Clodagh created a corporation named ‘QBee’, an abbreviation of Queen Bee, with the associated honeycomb theme playing a significant part in the look of both the dress and website. This corporation, if given true life, would provide a range of wearable tech – similar to her dress – that would allow for the recording of social interaction data, updating it to the wearer’s online QBee account.

The aim of the build is to record physical interactions between the wearer and the people with whom they come into contact in the real world. A touch to the waist, for example, would be recorded with a certain set of points, whereas a touch to the back would record another. Alongside this physical interaction data, a microphone is used to listen out for any of a series of keywords that are listed as either positive or negative, whereupon the relevant point data can be recorded.

The build incorporates an Adafruit 12-key capacitive touch sensor breakout board, Pimoroni Blinkt, fibre optics, and a Raspberry Pi, all fitted within a beautiful hexagonal 3D-printed casing.
Clodagh’s aim was to use the Blinkt and fibre optics to add colour to the data recording: the touch of a hand to the waist activates the dress to glow a warm purple, a touch to the hip turns it green, and so on.

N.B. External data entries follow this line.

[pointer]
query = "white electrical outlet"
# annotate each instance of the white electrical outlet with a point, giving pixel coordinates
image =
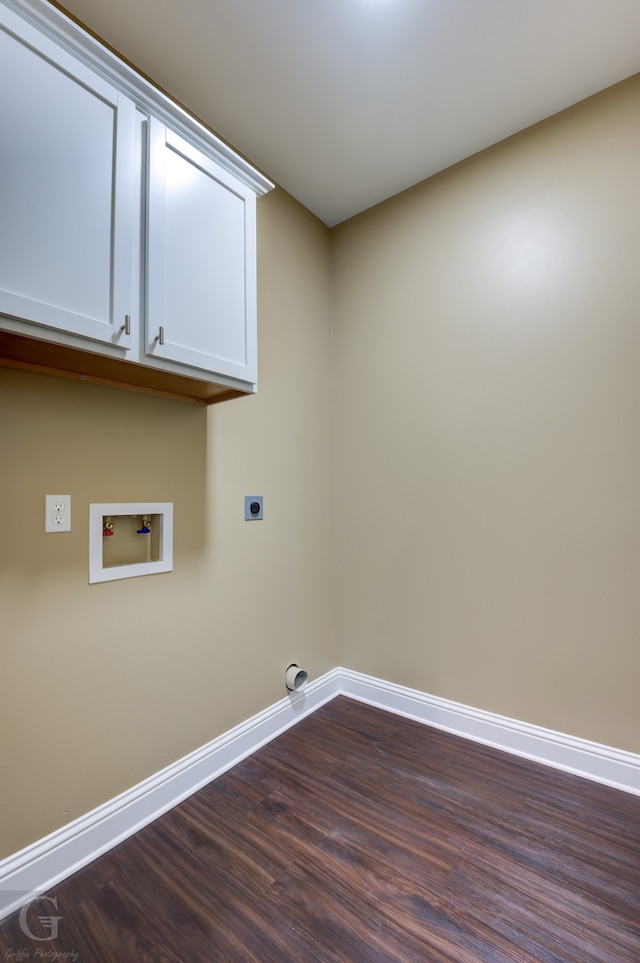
(57, 513)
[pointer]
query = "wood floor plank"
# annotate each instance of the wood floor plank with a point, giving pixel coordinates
(362, 836)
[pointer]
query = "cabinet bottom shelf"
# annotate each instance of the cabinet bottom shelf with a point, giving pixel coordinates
(45, 357)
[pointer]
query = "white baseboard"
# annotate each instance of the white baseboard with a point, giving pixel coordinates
(35, 869)
(38, 867)
(613, 767)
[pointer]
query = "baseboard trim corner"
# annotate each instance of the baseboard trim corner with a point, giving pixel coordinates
(590, 760)
(38, 867)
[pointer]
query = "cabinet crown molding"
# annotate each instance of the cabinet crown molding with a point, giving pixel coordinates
(148, 97)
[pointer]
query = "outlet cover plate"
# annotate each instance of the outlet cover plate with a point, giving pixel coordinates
(57, 513)
(253, 508)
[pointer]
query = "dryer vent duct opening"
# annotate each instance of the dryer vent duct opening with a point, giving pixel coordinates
(295, 678)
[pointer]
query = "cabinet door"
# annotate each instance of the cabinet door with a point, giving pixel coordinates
(201, 293)
(67, 171)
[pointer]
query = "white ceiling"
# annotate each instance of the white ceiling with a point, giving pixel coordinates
(346, 102)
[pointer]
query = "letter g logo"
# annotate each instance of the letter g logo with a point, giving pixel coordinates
(48, 922)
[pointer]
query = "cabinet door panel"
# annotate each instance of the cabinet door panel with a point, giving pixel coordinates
(66, 186)
(201, 245)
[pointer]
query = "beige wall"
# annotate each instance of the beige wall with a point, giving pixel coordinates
(103, 685)
(487, 469)
(488, 439)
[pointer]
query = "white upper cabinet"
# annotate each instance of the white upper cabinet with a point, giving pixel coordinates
(66, 183)
(201, 307)
(127, 229)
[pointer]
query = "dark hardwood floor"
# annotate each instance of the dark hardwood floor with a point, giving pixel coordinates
(361, 836)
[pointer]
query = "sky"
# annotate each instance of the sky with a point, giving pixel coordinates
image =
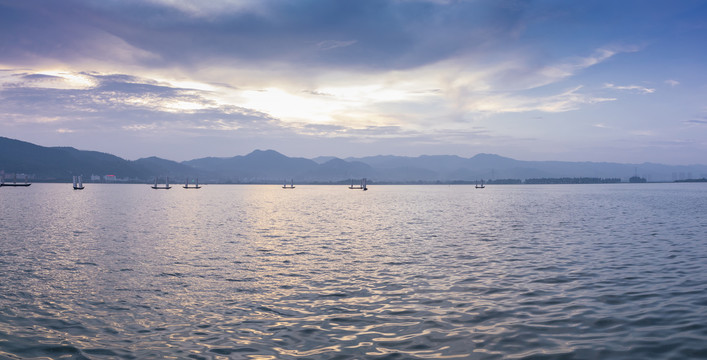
(615, 81)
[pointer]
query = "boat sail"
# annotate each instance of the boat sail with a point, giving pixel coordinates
(291, 186)
(78, 182)
(165, 186)
(196, 184)
(359, 187)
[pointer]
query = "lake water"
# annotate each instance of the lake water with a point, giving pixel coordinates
(323, 272)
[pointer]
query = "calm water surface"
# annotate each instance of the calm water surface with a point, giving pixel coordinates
(323, 272)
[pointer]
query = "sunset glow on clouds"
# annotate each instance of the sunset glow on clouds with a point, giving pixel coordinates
(603, 81)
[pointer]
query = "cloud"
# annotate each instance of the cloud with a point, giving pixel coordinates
(333, 44)
(631, 88)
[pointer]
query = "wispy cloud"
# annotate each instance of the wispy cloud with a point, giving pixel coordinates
(632, 88)
(333, 44)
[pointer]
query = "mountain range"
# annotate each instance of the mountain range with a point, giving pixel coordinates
(269, 166)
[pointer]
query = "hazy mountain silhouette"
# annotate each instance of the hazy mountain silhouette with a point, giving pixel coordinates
(269, 166)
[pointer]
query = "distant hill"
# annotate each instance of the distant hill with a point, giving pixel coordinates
(269, 166)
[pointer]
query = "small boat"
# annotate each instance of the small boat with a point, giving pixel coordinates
(292, 184)
(14, 182)
(165, 186)
(196, 184)
(359, 187)
(78, 182)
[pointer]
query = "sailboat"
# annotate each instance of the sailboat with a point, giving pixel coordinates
(166, 184)
(196, 184)
(14, 182)
(78, 182)
(359, 187)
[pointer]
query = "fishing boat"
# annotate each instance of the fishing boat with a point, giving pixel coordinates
(165, 186)
(78, 182)
(14, 182)
(362, 186)
(196, 184)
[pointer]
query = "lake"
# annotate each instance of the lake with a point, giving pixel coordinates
(614, 271)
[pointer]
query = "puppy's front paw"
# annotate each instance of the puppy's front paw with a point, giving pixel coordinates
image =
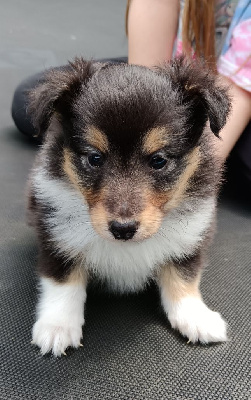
(55, 337)
(197, 322)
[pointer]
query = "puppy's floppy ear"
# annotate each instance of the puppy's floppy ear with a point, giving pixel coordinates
(56, 92)
(199, 91)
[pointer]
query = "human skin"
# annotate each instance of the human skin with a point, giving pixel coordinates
(152, 27)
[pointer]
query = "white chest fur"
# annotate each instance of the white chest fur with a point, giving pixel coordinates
(126, 266)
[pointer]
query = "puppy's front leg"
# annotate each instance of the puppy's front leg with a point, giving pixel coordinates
(184, 306)
(60, 313)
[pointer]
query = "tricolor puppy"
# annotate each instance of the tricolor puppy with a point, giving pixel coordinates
(124, 191)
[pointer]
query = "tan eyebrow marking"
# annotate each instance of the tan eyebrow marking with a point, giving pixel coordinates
(155, 139)
(97, 139)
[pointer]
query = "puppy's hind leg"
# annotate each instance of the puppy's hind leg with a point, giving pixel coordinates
(183, 304)
(60, 313)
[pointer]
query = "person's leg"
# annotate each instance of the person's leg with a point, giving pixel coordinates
(20, 99)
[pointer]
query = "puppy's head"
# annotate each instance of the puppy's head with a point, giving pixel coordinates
(128, 138)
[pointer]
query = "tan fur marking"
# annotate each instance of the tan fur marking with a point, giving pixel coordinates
(155, 140)
(176, 194)
(175, 287)
(69, 170)
(150, 220)
(97, 139)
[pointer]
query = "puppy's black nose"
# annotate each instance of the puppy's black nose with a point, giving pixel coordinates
(123, 231)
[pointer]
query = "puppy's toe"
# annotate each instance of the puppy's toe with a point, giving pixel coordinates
(197, 322)
(55, 337)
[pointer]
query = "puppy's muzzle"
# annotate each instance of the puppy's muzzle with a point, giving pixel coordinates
(123, 231)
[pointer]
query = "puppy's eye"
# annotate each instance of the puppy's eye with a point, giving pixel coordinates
(157, 162)
(95, 160)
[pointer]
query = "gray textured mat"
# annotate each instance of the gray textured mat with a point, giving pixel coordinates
(129, 350)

 The fibre optics are what give the dress its changing colour

The dress went through a couple of redesigns throughout the process of the build, all documented on Clodagh’s Instagram account (magpi.cc/2eJgHuZ), allowing for improvements to cost, comfort, and usability factors. The original dress, though fitting exactly to the design plan of colour-related sectors, wasn’t very comfortable. This led Clodagh to create another. Though the second dress doesn’t offer exactly the same functionality, it does look the way she wanted, and still uses the Blinkt, though in a slightly different manner. Touch the new dress in any of the sectors and the Blinkt runs through a rainbow sequence until the touch is concluded: it is enough to demonstrate the idea of data recording and capacitive touch.